Al Hatton, association president, said the problem wasn't with displaying the flag. The problem was that Atherton's flag was attached to a lamppost in the common area, or "the area outside a homeowner's fence line." 

Specifically, the law refers to the flag of the United States made of " fabric, cloth, or paper displayed from a staff or pole or in a window, and does not mean a depiction of the flag of the United States made of lights, paint, roofing, siding, paving materials, flora, balloons, or any other similar building, landscaping, or decorative component."

According to Monteith, Atherton can fly his flag next to his mailbox in the common area "as long as it doesn't create a safety or health hazard."

The law also requires associations to pay a homeowner's legal bills if the matter is taken to court. The law affects the more than 6 million residents who live in about 35,000 homeowners associations in California, said Guy Puccio, a lobbyist in Sacramento for the Executive Council of Homeowners.

In many neighborhoods, the legislation may not make much difference

Since Sept. 11, boards have been reluctant to enforce restrictions on flying the flag, said Sany Huseby, principal at CHW Property Management in Mission Viejo. CHW helps run communities headed by homeowners associations.

"It just hasn't been appropriate," Huseby said. "Most boards wouldn't want to get into a situation where they are fining someone for flying the American flag."

In one instance, a homeowner erected a flag on his front lawn in violation of association rules. Board members declined to take any action, Huseby said.

To Huseby, the legislation is a relief.

"It will take away any of the gray area," she said.

But Karen Conlon, president of the California Association of Community Managers in Irvine, a statewide trade group for association managers, said the law still gives associations some flexibility. The law, Conlon pointed out, allows restrictions to protect public safety.

"For example, you don't want a flag that blocks a right of way," Conlon said. 

Davis Signs Flag Bill
Law Bans HOAs From Prohibiting Flag Flying
Posted July 15, 2002

LOS ANGELES -- Gov. Gray Davis Monday signed a bill that bans condominium and resident associations from prohibiting the appropriate flying of the American flag. 

Davis said the greatest freedom for Americans is to fly their flag anytime they please. 

"As long as I'm governor, no homeowners' association will block display of the flag," he said. 

The Democratic governor signed the bill sponsored by Republican state Sen.
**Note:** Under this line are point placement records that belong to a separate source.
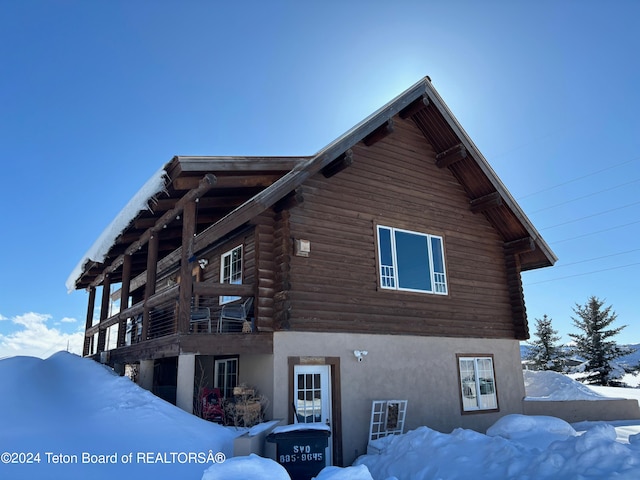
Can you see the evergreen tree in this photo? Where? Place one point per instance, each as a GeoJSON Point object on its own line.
{"type": "Point", "coordinates": [595, 344]}
{"type": "Point", "coordinates": [544, 350]}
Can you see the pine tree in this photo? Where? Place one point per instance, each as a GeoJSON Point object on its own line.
{"type": "Point", "coordinates": [595, 344]}
{"type": "Point", "coordinates": [544, 351]}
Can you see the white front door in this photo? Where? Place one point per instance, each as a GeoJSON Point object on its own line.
{"type": "Point", "coordinates": [312, 397]}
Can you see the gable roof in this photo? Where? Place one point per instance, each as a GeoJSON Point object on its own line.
{"type": "Point", "coordinates": [244, 187]}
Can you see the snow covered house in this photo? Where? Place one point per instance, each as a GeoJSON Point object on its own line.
{"type": "Point", "coordinates": [397, 240]}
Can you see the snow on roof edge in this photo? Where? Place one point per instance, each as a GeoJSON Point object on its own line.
{"type": "Point", "coordinates": [139, 202]}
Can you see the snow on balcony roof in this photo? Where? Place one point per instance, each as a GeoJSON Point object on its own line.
{"type": "Point", "coordinates": [107, 238]}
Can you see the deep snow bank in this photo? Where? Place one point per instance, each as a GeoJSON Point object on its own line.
{"type": "Point", "coordinates": [66, 408]}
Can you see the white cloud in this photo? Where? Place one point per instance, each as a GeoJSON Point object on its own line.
{"type": "Point", "coordinates": [37, 339]}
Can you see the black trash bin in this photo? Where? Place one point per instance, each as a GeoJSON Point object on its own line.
{"type": "Point", "coordinates": [301, 450]}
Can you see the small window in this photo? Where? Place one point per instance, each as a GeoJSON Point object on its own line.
{"type": "Point", "coordinates": [231, 271]}
{"type": "Point", "coordinates": [411, 261]}
{"type": "Point", "coordinates": [226, 376]}
{"type": "Point", "coordinates": [477, 383]}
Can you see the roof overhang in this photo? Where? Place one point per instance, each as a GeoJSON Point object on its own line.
{"type": "Point", "coordinates": [246, 186]}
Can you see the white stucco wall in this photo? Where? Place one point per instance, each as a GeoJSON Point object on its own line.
{"type": "Point", "coordinates": [422, 370]}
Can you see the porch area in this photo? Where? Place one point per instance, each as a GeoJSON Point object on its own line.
{"type": "Point", "coordinates": [212, 319]}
Dick Monteith of Modesto. The measure was approved unanimously in both houses of the Legislature. 

It was prompted by scattered instances of people being asked to take down flags displaying patriotism following the Sept. 11 terrorist attacks. 

Davis signed the bill at the Cabrini Villas condo complex north of downtown Los Angeles. 
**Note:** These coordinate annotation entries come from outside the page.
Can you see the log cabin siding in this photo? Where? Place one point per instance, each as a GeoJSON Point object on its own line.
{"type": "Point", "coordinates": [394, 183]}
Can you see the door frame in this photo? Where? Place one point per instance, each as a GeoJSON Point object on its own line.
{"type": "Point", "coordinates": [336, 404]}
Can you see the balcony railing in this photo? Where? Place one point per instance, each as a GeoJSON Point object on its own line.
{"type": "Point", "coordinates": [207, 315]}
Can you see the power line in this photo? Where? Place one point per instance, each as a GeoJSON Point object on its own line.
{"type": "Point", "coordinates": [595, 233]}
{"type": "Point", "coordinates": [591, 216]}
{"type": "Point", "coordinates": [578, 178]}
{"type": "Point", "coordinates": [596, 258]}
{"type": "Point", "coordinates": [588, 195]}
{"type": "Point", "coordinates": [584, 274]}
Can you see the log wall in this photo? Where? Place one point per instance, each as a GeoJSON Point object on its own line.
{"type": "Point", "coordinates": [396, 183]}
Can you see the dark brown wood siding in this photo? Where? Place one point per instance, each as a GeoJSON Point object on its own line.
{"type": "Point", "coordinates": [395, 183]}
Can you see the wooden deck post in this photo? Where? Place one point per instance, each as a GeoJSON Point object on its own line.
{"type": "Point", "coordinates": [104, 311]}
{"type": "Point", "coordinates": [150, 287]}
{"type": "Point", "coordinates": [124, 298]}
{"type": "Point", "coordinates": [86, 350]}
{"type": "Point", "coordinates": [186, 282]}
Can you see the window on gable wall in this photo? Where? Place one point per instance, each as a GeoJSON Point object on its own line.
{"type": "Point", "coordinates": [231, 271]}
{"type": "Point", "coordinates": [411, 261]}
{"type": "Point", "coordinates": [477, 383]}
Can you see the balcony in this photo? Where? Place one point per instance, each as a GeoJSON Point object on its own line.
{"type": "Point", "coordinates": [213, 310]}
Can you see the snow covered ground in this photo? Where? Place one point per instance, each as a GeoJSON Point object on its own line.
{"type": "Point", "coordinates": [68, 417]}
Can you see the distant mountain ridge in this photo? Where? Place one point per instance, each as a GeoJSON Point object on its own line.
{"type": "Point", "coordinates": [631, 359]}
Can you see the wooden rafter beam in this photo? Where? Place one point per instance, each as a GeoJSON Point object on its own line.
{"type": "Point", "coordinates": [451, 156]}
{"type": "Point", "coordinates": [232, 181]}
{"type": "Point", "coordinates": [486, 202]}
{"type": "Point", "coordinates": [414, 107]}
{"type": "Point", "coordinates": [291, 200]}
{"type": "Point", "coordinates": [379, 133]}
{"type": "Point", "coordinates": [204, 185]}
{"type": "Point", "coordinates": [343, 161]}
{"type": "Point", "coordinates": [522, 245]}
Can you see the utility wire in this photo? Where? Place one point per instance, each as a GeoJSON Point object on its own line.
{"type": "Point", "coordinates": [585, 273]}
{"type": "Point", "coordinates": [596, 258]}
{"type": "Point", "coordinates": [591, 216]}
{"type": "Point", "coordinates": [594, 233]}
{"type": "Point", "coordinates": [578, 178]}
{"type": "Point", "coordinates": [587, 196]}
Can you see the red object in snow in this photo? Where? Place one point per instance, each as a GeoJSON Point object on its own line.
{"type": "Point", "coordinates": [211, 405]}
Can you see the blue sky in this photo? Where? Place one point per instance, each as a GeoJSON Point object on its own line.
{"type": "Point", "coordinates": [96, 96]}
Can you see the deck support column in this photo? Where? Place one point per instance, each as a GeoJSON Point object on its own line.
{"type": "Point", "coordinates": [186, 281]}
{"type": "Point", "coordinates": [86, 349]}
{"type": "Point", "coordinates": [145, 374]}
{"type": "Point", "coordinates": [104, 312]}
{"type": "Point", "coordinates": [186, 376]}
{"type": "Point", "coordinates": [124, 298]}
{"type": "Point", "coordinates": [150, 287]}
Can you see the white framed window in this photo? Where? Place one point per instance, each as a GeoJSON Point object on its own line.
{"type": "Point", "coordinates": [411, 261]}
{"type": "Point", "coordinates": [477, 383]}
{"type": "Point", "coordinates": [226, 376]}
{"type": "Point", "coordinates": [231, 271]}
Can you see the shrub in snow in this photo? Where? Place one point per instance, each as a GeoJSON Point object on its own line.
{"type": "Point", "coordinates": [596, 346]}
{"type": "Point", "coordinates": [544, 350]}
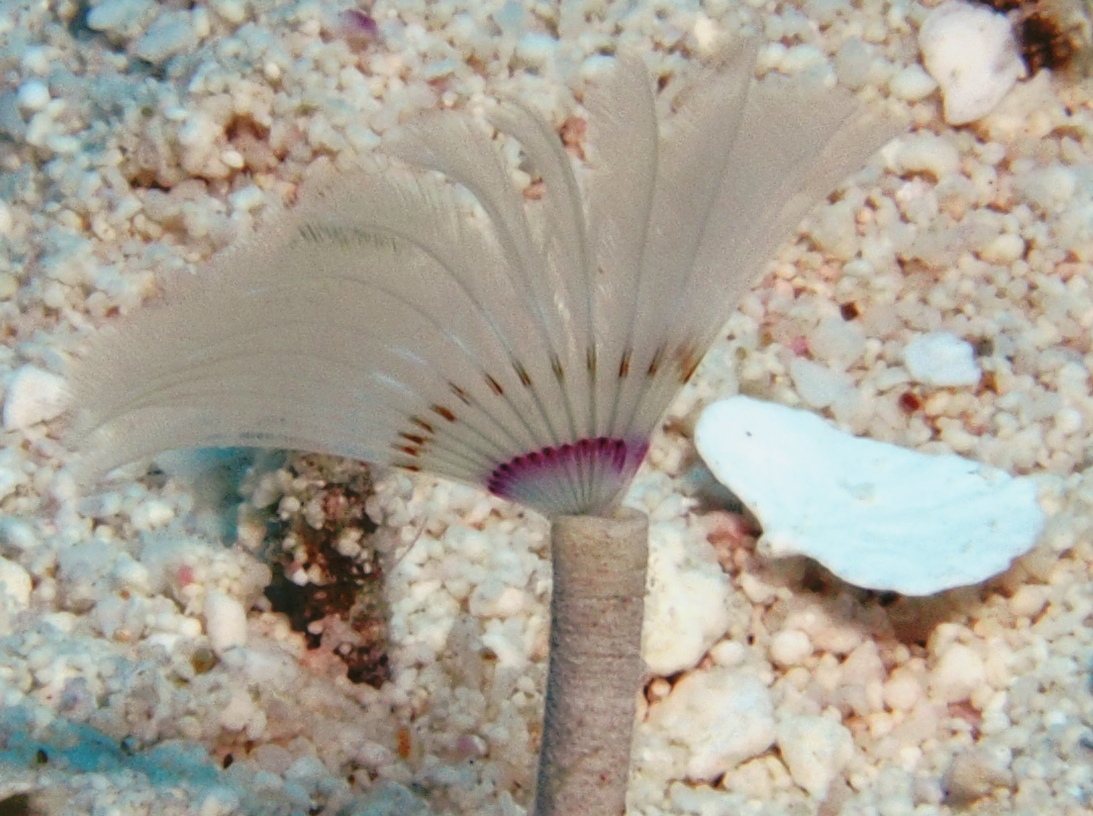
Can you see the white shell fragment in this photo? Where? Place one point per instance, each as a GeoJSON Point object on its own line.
{"type": "Point", "coordinates": [971, 50]}
{"type": "Point", "coordinates": [33, 395]}
{"type": "Point", "coordinates": [878, 516]}
{"type": "Point", "coordinates": [940, 358]}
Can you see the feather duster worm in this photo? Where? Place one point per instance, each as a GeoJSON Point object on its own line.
{"type": "Point", "coordinates": [529, 347]}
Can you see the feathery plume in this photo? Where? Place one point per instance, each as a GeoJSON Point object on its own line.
{"type": "Point", "coordinates": [530, 347]}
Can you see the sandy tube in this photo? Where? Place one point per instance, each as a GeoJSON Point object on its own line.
{"type": "Point", "coordinates": [596, 663]}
New California law prevents neighborhood bans on U.S. flag 

Posted July 12, 2002
Article Courtesy of The Nando Times

LOS ANGELES  - Californians who live in condominiums can feel free to fly American flags under a new law that was prompted by scattered reports of homeowner associations asking residents to take down flags or remove flagpoles. 

"That's the last thing that should happen in America after the events of Sept. 11," Gov. Gray Davis said Monday at a bill-signing ceremony held at a condo complex where about two dozen flags were on display. 

Between 6 million and 9 million Californians live in areas with some kind of community association regulations, said Guy Puccio, a lobbyist for the Executive Council of Homeowners, which has 1,450 California homeowner associations as members. 

The bill prevents bans on flag display in a resident's "exclusive use" area such as a window or balcony. Puccio said permission would be required to put up a flagpole or other patriotic display in a "common area" for all residents.